とりあえず指示通り水分ゲージとスタミナゲージ、クラフト成功率上昇のスキルツリーを解放。更にクラフトツリーで水筒と回復関係のツリーを優先的に解放する。
「いっらしゃいませ〜!」
「安いよー安いよー!」
「はいそこ列乱さないで〜!」
ダストを使ったり預けたりしてまた屋台エリアに戻ってくると、そこはいよいよ縁日の様相を呈していた。自分はあまりこういった祭りに直接参加できたことがないから、この明るい空気で触れているだけでもなんだか楽しくなる。
にのしのろーやーとーの…………18件も屋台が。しかも色々と出し物も変えれるみたいだ。
結果的に和気藹々とした空気が広がり、参加者の顔は明るい。みんなも好きなものを食べて長時間行動できるからかどんどん仕事を進めている。
あの人の指示は的確で、まるで直接見ているかのように柔軟だ。また指示がきた。今度はテイムされたモンスターの餌を売る場所を作れ…………なるほど、βさんたちの指示に従って初心者の多くが魔物をテイムした。となると必要なのは餌。採集しながらでもできるが、こちらも専用の餌と比べれば効率は下がる。

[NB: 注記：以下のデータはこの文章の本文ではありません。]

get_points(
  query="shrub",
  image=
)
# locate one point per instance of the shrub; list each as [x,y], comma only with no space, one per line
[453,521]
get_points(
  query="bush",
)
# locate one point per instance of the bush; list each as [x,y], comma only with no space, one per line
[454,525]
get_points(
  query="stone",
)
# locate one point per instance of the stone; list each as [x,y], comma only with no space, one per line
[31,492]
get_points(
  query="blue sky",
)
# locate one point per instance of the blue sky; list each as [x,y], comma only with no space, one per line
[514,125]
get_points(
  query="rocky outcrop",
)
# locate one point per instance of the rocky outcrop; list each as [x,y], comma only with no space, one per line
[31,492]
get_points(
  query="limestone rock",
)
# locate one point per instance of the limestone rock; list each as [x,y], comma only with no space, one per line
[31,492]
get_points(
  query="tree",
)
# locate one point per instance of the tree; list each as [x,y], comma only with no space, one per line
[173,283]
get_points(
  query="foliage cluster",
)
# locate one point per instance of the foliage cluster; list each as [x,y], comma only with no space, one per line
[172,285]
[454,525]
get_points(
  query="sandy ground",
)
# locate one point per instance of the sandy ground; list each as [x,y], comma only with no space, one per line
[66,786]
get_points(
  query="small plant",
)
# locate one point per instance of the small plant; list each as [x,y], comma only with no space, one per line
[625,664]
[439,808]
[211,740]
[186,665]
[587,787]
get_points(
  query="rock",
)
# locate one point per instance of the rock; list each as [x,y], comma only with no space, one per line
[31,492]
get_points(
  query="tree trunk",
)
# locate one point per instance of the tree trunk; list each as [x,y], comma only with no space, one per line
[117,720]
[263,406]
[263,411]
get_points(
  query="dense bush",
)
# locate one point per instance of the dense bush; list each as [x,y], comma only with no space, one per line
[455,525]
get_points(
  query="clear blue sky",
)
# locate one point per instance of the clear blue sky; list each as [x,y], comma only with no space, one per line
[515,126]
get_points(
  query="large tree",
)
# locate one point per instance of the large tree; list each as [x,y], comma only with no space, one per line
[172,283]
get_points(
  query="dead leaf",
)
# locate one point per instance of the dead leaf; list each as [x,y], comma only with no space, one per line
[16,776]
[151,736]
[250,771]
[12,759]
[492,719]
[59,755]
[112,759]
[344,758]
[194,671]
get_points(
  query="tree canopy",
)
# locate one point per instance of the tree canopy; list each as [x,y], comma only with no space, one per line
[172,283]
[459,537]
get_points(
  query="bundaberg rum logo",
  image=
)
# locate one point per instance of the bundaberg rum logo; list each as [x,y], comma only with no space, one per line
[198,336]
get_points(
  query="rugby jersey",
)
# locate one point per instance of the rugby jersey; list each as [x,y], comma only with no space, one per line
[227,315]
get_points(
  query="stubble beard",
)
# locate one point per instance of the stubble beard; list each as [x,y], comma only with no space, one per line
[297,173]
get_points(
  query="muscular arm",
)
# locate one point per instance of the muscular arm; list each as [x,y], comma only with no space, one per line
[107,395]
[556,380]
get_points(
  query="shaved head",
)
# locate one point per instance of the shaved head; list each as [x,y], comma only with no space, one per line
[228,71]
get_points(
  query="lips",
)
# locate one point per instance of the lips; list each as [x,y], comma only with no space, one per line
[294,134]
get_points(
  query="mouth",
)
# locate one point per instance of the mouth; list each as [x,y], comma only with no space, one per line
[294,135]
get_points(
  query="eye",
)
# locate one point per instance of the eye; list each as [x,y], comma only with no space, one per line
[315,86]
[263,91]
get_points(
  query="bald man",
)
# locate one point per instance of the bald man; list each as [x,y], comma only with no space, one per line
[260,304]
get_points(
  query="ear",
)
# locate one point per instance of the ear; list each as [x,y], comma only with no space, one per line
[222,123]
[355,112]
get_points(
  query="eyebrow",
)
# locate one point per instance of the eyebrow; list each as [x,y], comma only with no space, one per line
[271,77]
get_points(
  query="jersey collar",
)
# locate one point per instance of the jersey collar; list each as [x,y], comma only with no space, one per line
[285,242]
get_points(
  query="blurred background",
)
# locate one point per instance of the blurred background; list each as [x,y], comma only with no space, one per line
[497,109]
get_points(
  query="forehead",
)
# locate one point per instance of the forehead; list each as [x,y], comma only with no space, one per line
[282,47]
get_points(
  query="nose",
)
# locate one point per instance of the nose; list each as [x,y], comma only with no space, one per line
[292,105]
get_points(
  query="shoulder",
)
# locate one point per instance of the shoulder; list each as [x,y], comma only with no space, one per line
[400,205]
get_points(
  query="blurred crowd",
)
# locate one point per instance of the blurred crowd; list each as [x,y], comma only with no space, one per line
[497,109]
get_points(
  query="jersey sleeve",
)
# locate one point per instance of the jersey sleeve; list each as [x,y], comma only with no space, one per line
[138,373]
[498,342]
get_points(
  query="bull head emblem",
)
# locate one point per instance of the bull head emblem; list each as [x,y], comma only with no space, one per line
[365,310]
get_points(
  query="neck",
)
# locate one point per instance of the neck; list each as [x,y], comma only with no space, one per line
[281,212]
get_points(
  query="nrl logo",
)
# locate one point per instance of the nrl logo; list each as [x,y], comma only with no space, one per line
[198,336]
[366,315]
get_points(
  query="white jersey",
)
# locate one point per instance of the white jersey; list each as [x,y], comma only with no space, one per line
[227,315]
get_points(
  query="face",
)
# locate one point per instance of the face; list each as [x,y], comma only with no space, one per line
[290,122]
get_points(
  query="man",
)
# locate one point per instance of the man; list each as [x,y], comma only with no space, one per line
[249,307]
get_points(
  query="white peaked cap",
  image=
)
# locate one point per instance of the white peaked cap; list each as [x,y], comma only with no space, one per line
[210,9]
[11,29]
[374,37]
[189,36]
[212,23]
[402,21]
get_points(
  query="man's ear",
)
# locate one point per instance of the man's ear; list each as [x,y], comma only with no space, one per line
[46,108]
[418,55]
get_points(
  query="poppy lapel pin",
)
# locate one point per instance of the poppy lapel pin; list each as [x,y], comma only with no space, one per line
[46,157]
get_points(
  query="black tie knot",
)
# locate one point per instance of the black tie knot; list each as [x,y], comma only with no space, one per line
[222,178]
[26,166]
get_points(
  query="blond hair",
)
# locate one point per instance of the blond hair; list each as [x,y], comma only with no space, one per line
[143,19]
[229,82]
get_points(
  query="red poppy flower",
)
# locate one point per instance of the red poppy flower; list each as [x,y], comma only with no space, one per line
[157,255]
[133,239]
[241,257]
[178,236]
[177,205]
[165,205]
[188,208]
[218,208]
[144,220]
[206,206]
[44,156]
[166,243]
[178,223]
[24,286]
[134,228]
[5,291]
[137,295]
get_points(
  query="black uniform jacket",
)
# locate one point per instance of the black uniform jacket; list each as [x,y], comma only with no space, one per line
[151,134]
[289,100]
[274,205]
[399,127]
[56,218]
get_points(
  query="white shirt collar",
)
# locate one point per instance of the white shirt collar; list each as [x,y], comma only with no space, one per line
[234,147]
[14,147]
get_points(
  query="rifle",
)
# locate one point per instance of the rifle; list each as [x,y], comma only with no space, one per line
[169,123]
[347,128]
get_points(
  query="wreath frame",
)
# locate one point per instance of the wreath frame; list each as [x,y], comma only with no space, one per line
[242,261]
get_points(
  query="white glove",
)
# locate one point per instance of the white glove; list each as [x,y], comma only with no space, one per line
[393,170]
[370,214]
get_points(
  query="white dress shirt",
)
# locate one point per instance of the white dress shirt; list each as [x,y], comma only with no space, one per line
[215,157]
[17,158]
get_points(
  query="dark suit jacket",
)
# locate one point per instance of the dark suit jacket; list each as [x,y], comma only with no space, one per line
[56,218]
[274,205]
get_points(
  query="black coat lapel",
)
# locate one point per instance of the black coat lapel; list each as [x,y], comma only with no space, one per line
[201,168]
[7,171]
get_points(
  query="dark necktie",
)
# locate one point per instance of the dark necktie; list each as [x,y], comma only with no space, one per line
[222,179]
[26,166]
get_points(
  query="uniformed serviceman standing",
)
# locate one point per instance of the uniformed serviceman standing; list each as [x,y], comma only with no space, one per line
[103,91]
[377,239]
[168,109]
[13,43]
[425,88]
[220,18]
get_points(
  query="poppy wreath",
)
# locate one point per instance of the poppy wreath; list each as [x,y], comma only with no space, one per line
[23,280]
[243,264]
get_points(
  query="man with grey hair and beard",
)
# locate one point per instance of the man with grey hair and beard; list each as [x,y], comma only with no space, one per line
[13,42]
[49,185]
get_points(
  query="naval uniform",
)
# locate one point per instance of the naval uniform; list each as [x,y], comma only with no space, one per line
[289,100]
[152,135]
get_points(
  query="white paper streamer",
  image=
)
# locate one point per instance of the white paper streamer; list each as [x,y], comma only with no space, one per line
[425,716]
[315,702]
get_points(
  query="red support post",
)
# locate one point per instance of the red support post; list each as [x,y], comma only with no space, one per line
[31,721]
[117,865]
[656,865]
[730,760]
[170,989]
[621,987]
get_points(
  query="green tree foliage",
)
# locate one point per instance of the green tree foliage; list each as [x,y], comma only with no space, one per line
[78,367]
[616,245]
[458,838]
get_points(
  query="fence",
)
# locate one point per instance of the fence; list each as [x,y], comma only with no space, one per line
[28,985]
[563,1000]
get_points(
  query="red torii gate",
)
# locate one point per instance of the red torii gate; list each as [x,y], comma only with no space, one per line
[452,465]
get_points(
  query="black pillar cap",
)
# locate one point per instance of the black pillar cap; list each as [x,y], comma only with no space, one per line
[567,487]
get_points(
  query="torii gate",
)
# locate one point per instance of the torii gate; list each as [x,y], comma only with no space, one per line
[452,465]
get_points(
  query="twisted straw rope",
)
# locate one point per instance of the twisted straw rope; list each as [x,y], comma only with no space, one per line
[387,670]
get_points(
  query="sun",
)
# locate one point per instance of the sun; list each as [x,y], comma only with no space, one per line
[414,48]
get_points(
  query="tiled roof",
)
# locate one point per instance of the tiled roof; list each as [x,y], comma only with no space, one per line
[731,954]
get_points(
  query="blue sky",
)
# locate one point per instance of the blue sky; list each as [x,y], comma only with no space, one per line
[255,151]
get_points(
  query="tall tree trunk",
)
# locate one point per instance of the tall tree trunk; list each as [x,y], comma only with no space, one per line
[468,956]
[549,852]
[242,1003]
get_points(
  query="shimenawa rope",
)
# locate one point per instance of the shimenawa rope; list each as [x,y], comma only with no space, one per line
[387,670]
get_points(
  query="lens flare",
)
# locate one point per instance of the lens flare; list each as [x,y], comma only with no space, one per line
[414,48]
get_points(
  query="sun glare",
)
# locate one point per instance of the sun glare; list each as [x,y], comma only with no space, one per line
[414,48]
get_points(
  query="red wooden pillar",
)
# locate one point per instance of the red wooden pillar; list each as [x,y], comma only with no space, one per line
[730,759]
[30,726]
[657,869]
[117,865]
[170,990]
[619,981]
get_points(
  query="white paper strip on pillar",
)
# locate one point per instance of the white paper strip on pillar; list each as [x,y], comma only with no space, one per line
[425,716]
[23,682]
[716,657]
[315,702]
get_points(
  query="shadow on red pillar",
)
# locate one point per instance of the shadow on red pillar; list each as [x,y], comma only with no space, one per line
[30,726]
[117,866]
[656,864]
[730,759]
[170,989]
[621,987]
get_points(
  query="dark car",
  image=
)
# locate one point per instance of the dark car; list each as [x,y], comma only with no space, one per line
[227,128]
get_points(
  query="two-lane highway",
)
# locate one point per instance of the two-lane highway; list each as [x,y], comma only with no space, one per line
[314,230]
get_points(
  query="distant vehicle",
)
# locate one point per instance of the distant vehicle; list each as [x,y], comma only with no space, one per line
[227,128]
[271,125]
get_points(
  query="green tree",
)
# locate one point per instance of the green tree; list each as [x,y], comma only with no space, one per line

掲示板でもこの屋台のことは話題になっているようで続々とお客さんが増えている。これなら新しい事業を開拓しても大ゴケはしなそう。
でも、自分の報告と掲示板からの報告だけでこうも的確な指示が出せるのだろうか?まさか…………
思わず辺りを見渡すが、あのキラキラした女性の姿は見つからなかった。